In the early 19th century, the lands of Over Newton belonged to George Bogle and Robert Barclay. The westernmost section of Over Newton became the property of Robert Fulton Alexander, a merchant who, in 1805, erected a mansion on the hill. In 1813 the mansion and grounds were sold to Andrew Gilbert, another merchant, who purchased other adjoining lands and included these and the mansion under the general title of Yorkhill. The whole Yorkhill estate was left by him to his niece, Jane Gilbert, when he died in 1838. She had married the painter John Graham in 1834 and when Mrs Graham inherited her uncle’s estate, her husband assumed the surname Graham-Gilbert. In later years he worked from a studio in Yorkhill House and on his death his collection was left to the City of Glasgow.

In 1868, Yorkhill Quay was built on the river and the Yorkhill Basin added in 1907. In 1877, a substantial bridge was built over the River Kelvin, connecting Yorkhill to Partick (then a separate burgh).

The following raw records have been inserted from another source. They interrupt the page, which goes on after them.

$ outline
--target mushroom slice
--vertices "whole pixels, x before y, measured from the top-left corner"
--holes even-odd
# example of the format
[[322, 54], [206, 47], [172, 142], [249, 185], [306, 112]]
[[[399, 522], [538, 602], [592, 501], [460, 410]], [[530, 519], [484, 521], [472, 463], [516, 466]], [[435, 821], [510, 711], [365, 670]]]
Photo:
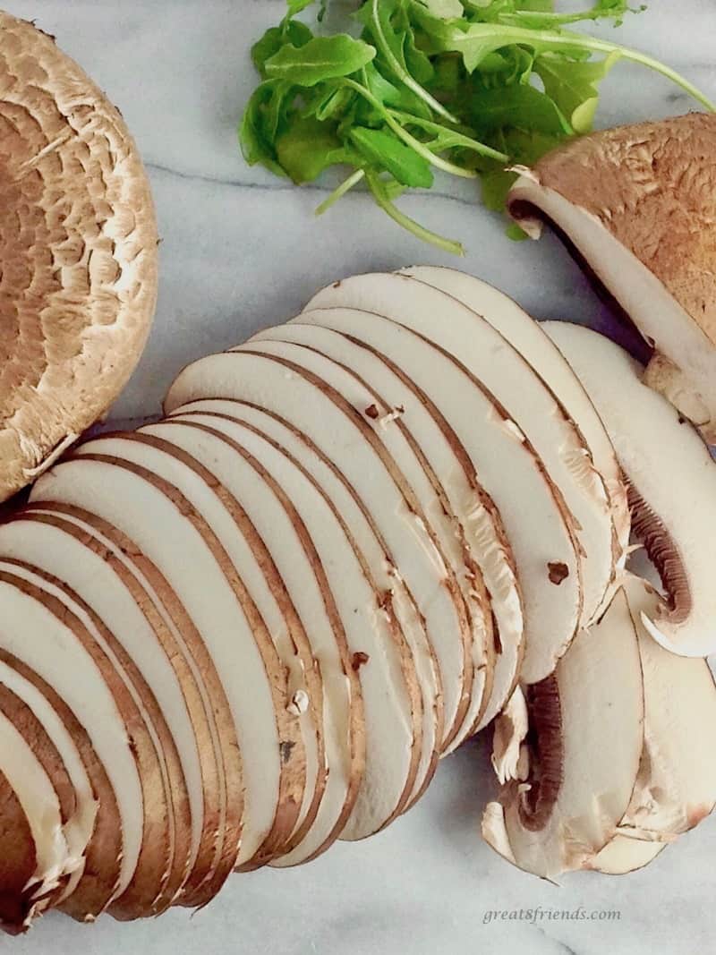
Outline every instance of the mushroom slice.
[[601, 872], [605, 876], [625, 876], [653, 862], [665, 848], [665, 842], [630, 838], [618, 831], [618, 835], [597, 853], [585, 868]]
[[[285, 705], [301, 727], [306, 778], [296, 828], [303, 832], [306, 818], [315, 817], [325, 785], [321, 675], [311, 658], [305, 631], [295, 616], [286, 618], [280, 605], [279, 602], [285, 605], [283, 582], [256, 529], [213, 470], [209, 471], [178, 445], [164, 440], [164, 435], [171, 437], [176, 431], [170, 429], [167, 433], [165, 426], [157, 425], [135, 434], [102, 438], [95, 448], [145, 467], [177, 488], [201, 515], [241, 573], [265, 623], [281, 667], [287, 674]], [[290, 611], [290, 606], [285, 605]], [[295, 832], [291, 838], [294, 836]]]
[[[326, 353], [326, 347], [312, 348], [305, 342], [321, 344], [321, 341], [332, 336], [337, 341], [339, 352], [345, 363], [339, 363]], [[342, 341], [345, 346], [342, 346]], [[410, 493], [416, 508], [419, 508], [421, 520], [426, 529], [438, 548], [448, 571], [446, 587], [453, 595], [458, 606], [458, 625], [464, 626], [454, 631], [451, 640], [454, 652], [447, 657], [442, 653], [439, 666], [442, 675], [444, 706], [447, 720], [443, 735], [436, 735], [434, 721], [434, 701], [437, 691], [435, 671], [430, 650], [427, 649], [425, 631], [419, 627], [403, 629], [411, 647], [416, 664], [416, 672], [423, 695], [424, 722], [424, 760], [421, 772], [418, 773], [418, 789], [431, 766], [434, 765], [434, 757], [446, 746], [453, 748], [469, 733], [482, 711], [482, 702], [485, 697], [487, 660], [487, 632], [484, 626], [484, 609], [478, 602], [478, 588], [471, 578], [470, 569], [465, 562], [464, 551], [460, 547], [457, 533], [450, 520], [449, 512], [438, 496], [435, 485], [431, 481], [428, 470], [423, 465], [419, 447], [411, 440], [410, 434], [405, 430], [400, 419], [400, 412], [394, 406], [386, 403], [370, 387], [365, 377], [356, 374], [356, 363], [360, 364], [361, 350], [353, 358], [350, 353], [350, 342], [341, 339], [331, 331], [312, 326], [285, 325], [271, 329], [264, 334], [253, 338], [246, 348], [261, 351], [263, 354], [277, 355], [307, 369], [328, 387], [341, 394], [350, 406], [363, 410], [369, 428], [371, 428], [378, 441], [384, 445], [394, 466], [407, 481]], [[348, 350], [347, 356], [343, 352]], [[233, 350], [239, 350], [238, 349]], [[327, 351], [330, 351], [328, 345]], [[371, 356], [363, 351], [368, 358]], [[380, 363], [378, 363], [380, 365]], [[365, 371], [365, 370], [364, 370]], [[375, 415], [375, 416], [373, 416]], [[404, 483], [404, 482], [403, 482]], [[392, 589], [392, 588], [391, 588]], [[473, 626], [473, 621], [475, 621]], [[398, 618], [400, 622], [400, 618]], [[402, 628], [402, 627], [401, 627]], [[455, 639], [456, 638], [456, 639]], [[447, 641], [446, 641], [447, 643]], [[490, 661], [492, 664], [492, 660]], [[448, 670], [448, 665], [454, 668]], [[465, 726], [467, 724], [467, 726]], [[458, 731], [462, 731], [458, 735]]]
[[64, 766], [32, 721], [32, 711], [0, 687], [0, 926], [11, 934], [30, 927], [80, 862], [65, 833], [72, 794], [62, 798]]
[[[26, 730], [24, 738], [52, 779], [62, 814], [68, 860], [63, 867], [65, 872], [58, 872], [58, 876], [64, 875], [65, 878], [53, 892], [43, 895], [41, 899], [35, 894], [37, 885], [32, 886], [32, 881], [25, 882], [33, 899], [32, 907], [39, 912], [50, 906], [56, 907], [76, 888], [84, 871], [99, 805], [80, 752], [60, 714], [38, 688], [33, 674], [22, 673], [4, 659], [0, 659], [0, 709], [12, 721], [15, 729], [21, 732], [23, 728]], [[9, 838], [11, 838], [11, 826], [8, 827], [8, 832]], [[9, 853], [3, 851], [2, 857], [9, 858]], [[14, 896], [20, 898], [21, 894]], [[2, 907], [0, 903], [0, 909]], [[7, 914], [0, 915], [0, 921], [7, 922]], [[31, 911], [25, 921], [29, 923], [32, 918]], [[17, 923], [19, 920], [14, 921]]]
[[[199, 372], [195, 374], [195, 372]], [[205, 373], [204, 373], [205, 372]], [[189, 375], [194, 379], [189, 380]], [[327, 386], [309, 371], [286, 363], [278, 357], [269, 357], [247, 351], [235, 351], [214, 355], [204, 363], [184, 372], [170, 393], [168, 408], [174, 410], [195, 397], [228, 397], [244, 400], [284, 417], [292, 427], [315, 443], [326, 457], [334, 464], [347, 481], [352, 485], [359, 499], [372, 513], [376, 525], [388, 543], [391, 560], [400, 567], [403, 579], [424, 612], [431, 642], [433, 634], [453, 634], [453, 627], [462, 626], [456, 620], [457, 607], [445, 582], [448, 578], [439, 551], [434, 546], [428, 530], [405, 496], [405, 481], [396, 473], [378, 444], [370, 428], [366, 426], [362, 412], [353, 409], [337, 394], [326, 393]], [[369, 568], [365, 568], [364, 573]], [[374, 587], [374, 584], [371, 583]], [[380, 593], [376, 591], [376, 595]], [[358, 833], [368, 835], [368, 829], [388, 819], [405, 808], [415, 779], [417, 762], [421, 753], [419, 693], [410, 647], [399, 629], [394, 626], [394, 617], [390, 605], [381, 597], [384, 611], [390, 611], [391, 638], [405, 667], [406, 689], [410, 691], [412, 708], [414, 747], [406, 788], [396, 794], [386, 786], [382, 794], [383, 804], [366, 814], [358, 825], [360, 813], [354, 813], [353, 825], [345, 833], [347, 838], [357, 838]], [[383, 614], [376, 618], [378, 624]], [[442, 637], [444, 639], [444, 636]], [[360, 647], [356, 646], [355, 650]], [[397, 732], [398, 727], [395, 727]], [[405, 753], [393, 753], [395, 773]], [[393, 796], [396, 802], [391, 803]], [[359, 796], [360, 800], [360, 796]], [[388, 815], [382, 816], [388, 810]]]
[[646, 382], [716, 443], [716, 117], [581, 137], [524, 169], [508, 203], [566, 238], [654, 351]]
[[[84, 853], [84, 866], [78, 867], [73, 873], [61, 896], [53, 904], [79, 921], [93, 922], [116, 895], [121, 876], [122, 833], [115, 791], [104, 767], [97, 758], [87, 731], [54, 689], [32, 668], [2, 648], [0, 648], [0, 662], [5, 674], [15, 674], [26, 684], [35, 688], [36, 692], [47, 700], [76, 746], [82, 767], [90, 780], [92, 796], [95, 800], [96, 816], [92, 838]], [[17, 690], [16, 682], [12, 686]], [[45, 715], [47, 714], [43, 711], [43, 717]], [[49, 718], [46, 726], [53, 725], [53, 720]], [[59, 742], [57, 748], [63, 755], [66, 754], [66, 749]], [[70, 758], [65, 758], [65, 766], [74, 781], [72, 755]], [[75, 783], [75, 793], [78, 801], [83, 801], [83, 784]]]
[[[663, 649], [643, 626], [662, 599], [628, 575], [624, 590], [639, 634], [644, 684], [644, 744], [637, 784], [621, 823], [637, 838], [669, 841], [716, 805], [716, 685], [705, 660]], [[695, 727], [702, 727], [694, 732]]]
[[669, 649], [716, 649], [716, 464], [696, 432], [643, 384], [641, 366], [602, 335], [566, 322], [544, 329], [579, 374], [606, 426], [629, 484], [634, 534], [668, 596], [644, 618]]
[[[137, 687], [147, 718], [158, 734], [169, 775], [165, 783], [175, 817], [175, 856], [179, 884], [166, 893], [173, 901], [199, 852], [203, 823], [200, 769], [186, 697], [173, 661], [180, 654], [170, 643], [162, 647], [157, 631], [116, 573], [106, 545], [93, 546], [87, 531], [66, 519], [23, 511], [3, 528], [4, 556], [27, 562], [45, 571], [77, 595], [101, 622], [117, 666]], [[102, 639], [100, 636], [99, 639]], [[179, 668], [179, 672], [181, 668]], [[183, 859], [183, 862], [181, 860]]]
[[47, 33], [0, 12], [0, 500], [124, 387], [157, 297], [149, 182], [119, 112]]
[[[355, 322], [355, 330], [359, 333], [364, 325], [363, 313], [356, 313]], [[336, 360], [343, 358], [343, 364], [354, 372], [359, 371], [365, 382], [370, 382], [371, 390], [379, 394], [370, 397], [369, 404], [358, 406], [364, 416], [372, 423], [379, 436], [387, 430], [400, 429], [410, 438], [425, 472], [432, 476], [441, 508], [446, 515], [453, 516], [453, 546], [459, 544], [466, 563], [461, 583], [474, 591], [468, 604], [474, 630], [473, 667], [478, 671], [480, 668], [488, 671], [483, 686], [484, 698], [477, 699], [479, 686], [474, 687], [462, 726], [446, 732], [443, 747], [453, 749], [466, 733], [486, 725], [499, 711], [514, 686], [521, 652], [522, 607], [512, 556], [505, 544], [499, 518], [492, 501], [476, 483], [470, 457], [454, 433], [428, 396], [420, 393], [395, 364], [347, 331], [290, 323], [280, 327], [277, 334], [285, 334], [291, 339], [312, 335], [319, 350], [329, 353]], [[382, 414], [378, 405], [383, 407]], [[377, 417], [371, 416], [375, 414]], [[346, 504], [341, 506], [344, 510], [347, 507]], [[445, 546], [452, 552], [449, 543]], [[457, 562], [457, 553], [453, 552], [453, 560]], [[495, 595], [492, 601], [489, 591]], [[446, 707], [459, 715], [460, 676], [455, 664], [458, 668], [462, 664], [461, 647], [449, 632], [438, 633], [437, 640], [435, 652], [445, 693], [449, 697]], [[482, 654], [484, 659], [481, 661]]]
[[[412, 401], [430, 407], [453, 448], [465, 450], [473, 488], [483, 491], [481, 499], [475, 500], [473, 495], [458, 512], [464, 513], [467, 506], [467, 526], [475, 504], [480, 518], [484, 517], [481, 505], [485, 499], [492, 515], [495, 511], [499, 515], [500, 530], [504, 527], [501, 541], [506, 538], [516, 573], [505, 574], [508, 562], [497, 565], [496, 575], [490, 566], [500, 543], [494, 529], [490, 537], [480, 533], [471, 541], [474, 560], [483, 568], [502, 647], [490, 705], [491, 715], [496, 715], [511, 695], [518, 671], [526, 682], [536, 682], [552, 672], [581, 615], [579, 561], [554, 485], [524, 434], [490, 393], [458, 359], [422, 334], [383, 315], [353, 308], [318, 308], [305, 312], [302, 321], [344, 331], [399, 369], [405, 381], [411, 383]], [[519, 507], [520, 500], [529, 500], [529, 509]], [[484, 528], [481, 520], [480, 531]], [[488, 530], [492, 528], [488, 526]], [[484, 547], [487, 552], [483, 556]], [[516, 632], [514, 603], [513, 613], [504, 614], [503, 627], [502, 602], [506, 597], [514, 601], [513, 588], [521, 591], [524, 601], [523, 658], [523, 633]]]
[[[357, 275], [329, 286], [306, 310], [355, 307], [411, 329], [459, 362], [540, 458], [565, 523], [575, 532], [587, 626], [614, 579], [614, 527], [589, 449], [537, 371], [482, 315], [405, 274]], [[525, 664], [530, 666], [529, 641]]]
[[482, 832], [519, 868], [555, 879], [584, 868], [614, 836], [637, 778], [643, 682], [623, 590], [528, 688], [527, 703], [527, 774], [488, 805]]
[[[589, 450], [591, 463], [604, 483], [616, 535], [615, 559], [617, 565], [622, 566], [629, 544], [630, 520], [626, 487], [617, 456], [584, 386], [544, 333], [540, 323], [504, 292], [467, 272], [437, 265], [416, 265], [400, 271], [442, 289], [477, 312], [539, 375], [579, 430]], [[574, 510], [579, 517], [577, 509]]]
[[[120, 709], [126, 696], [118, 675], [104, 665], [101, 652], [79, 618], [41, 583], [37, 575], [2, 562], [0, 646], [51, 685], [86, 731], [109, 777], [118, 810], [115, 829], [121, 835], [121, 859], [114, 898], [136, 885], [135, 876], [140, 875], [137, 870], [144, 855], [147, 878], [142, 881], [150, 884], [144, 886], [149, 898], [142, 901], [142, 906], [137, 905], [137, 914], [141, 914], [150, 908], [167, 863], [166, 837], [157, 833], [148, 851], [143, 848], [151, 807], [151, 802], [144, 806], [145, 792], [148, 799], [150, 794], [158, 794], [153, 796], [155, 800], [163, 798], [160, 783], [158, 786], [155, 782], [156, 788], [151, 790], [139, 762], [147, 749], [146, 731], [135, 718], [131, 730], [128, 728], [125, 715], [130, 718], [129, 708], [124, 712]], [[134, 750], [130, 735], [137, 741]], [[103, 848], [112, 849], [113, 843]], [[151, 860], [146, 858], [148, 854]], [[111, 873], [116, 861], [106, 852], [96, 857], [97, 864]]]
[[[181, 594], [234, 716], [238, 746], [227, 777], [224, 845], [234, 864], [242, 865], [254, 860], [263, 846], [268, 849], [269, 840], [284, 841], [303, 797], [303, 747], [298, 720], [286, 710], [284, 674], [239, 573], [190, 502], [148, 469], [96, 454], [96, 444], [84, 445], [81, 458], [44, 476], [32, 499], [59, 500], [97, 514], [136, 541]], [[161, 525], [160, 535], [147, 524], [146, 514]], [[192, 555], [190, 563], [186, 554]], [[231, 756], [224, 753], [225, 765], [230, 766]]]
[[[216, 414], [187, 414], [162, 422], [162, 440], [211, 466], [217, 482], [233, 496], [256, 528], [302, 626], [321, 676], [326, 779], [314, 818], [294, 830], [273, 864], [305, 861], [338, 838], [355, 799], [365, 763], [360, 683], [351, 666], [343, 626], [320, 557], [305, 524], [286, 495], [259, 461], [230, 436], [233, 427]], [[308, 701], [309, 703], [311, 701]], [[293, 701], [292, 704], [293, 705]], [[301, 706], [301, 700], [296, 701]]]
[[[192, 812], [192, 869], [181, 895], [175, 902], [182, 905], [205, 904], [214, 898], [233, 869], [233, 857], [228, 864], [225, 859], [231, 853], [224, 849], [222, 858], [227, 799], [222, 752], [236, 750], [231, 711], [206, 647], [181, 602], [157, 567], [116, 528], [95, 515], [59, 502], [31, 504], [23, 513], [32, 514], [35, 522], [48, 523], [72, 534], [104, 563], [111, 564], [141, 611], [144, 623], [137, 619], [131, 605], [125, 605], [123, 598], [116, 598], [121, 600], [122, 614], [137, 627], [140, 640], [158, 642], [171, 661], [191, 727], [187, 736], [177, 739], [177, 745]], [[21, 545], [28, 546], [30, 540], [23, 537]], [[66, 576], [66, 567], [64, 573]], [[94, 580], [91, 577], [87, 582], [88, 590], [93, 589], [94, 596], [98, 599]], [[79, 581], [76, 583], [77, 589], [81, 589]], [[114, 594], [114, 589], [111, 592]], [[147, 626], [151, 627], [150, 632]], [[169, 687], [163, 686], [161, 691], [162, 694], [171, 692]], [[176, 732], [181, 732], [179, 711], [172, 709], [165, 712]], [[200, 764], [200, 801], [197, 794], [197, 758]], [[104, 801], [101, 800], [100, 806]], [[198, 823], [201, 825], [199, 846], [196, 844]], [[71, 901], [73, 904], [77, 903], [77, 892]]]
[[0, 566], [50, 600], [112, 688], [141, 781], [144, 835], [132, 881], [110, 910], [117, 919], [157, 915], [186, 878], [190, 826], [181, 767], [157, 699], [112, 630], [64, 581], [14, 558]]
[[[280, 366], [276, 368], [282, 375]], [[242, 373], [242, 383], [248, 373]], [[330, 403], [327, 396], [322, 395], [322, 400]], [[178, 425], [166, 427], [171, 430]], [[383, 601], [362, 555], [314, 482], [257, 432], [236, 421], [218, 427], [283, 488], [325, 572], [328, 592], [324, 600], [334, 602], [349, 665], [358, 673], [366, 733], [365, 772], [341, 838], [363, 838], [382, 828], [403, 808], [417, 773], [422, 726], [412, 658], [395, 625], [390, 601]]]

In 1907, Daniel McCulloch Crerar-Gilbert of Yorkhill sold the estate to Glasgow's Royal Hospital for Sick Children. Yorkhill House was demolished to make way for the building of their new hospital, which was opened in July 1914 by George V. In 1940, all the patients at the RHSC were evacuated after the cruiser HMS Sussex, berthed at Yorkhill basin, was hit by German bombers.

In 1966, the Queen Mother's Maternity Hospital opened on the Yorkhill site adjacent to the RHSC. In 1966, the RHSC was relocated to Oakbank Hospital and the original hospital was demolished to make way for a new hospital. It was reopened by Elizabeth II
in 1972.

==Notable people==
- A. J. Cronin, writer, lived at 29 Esmond Street.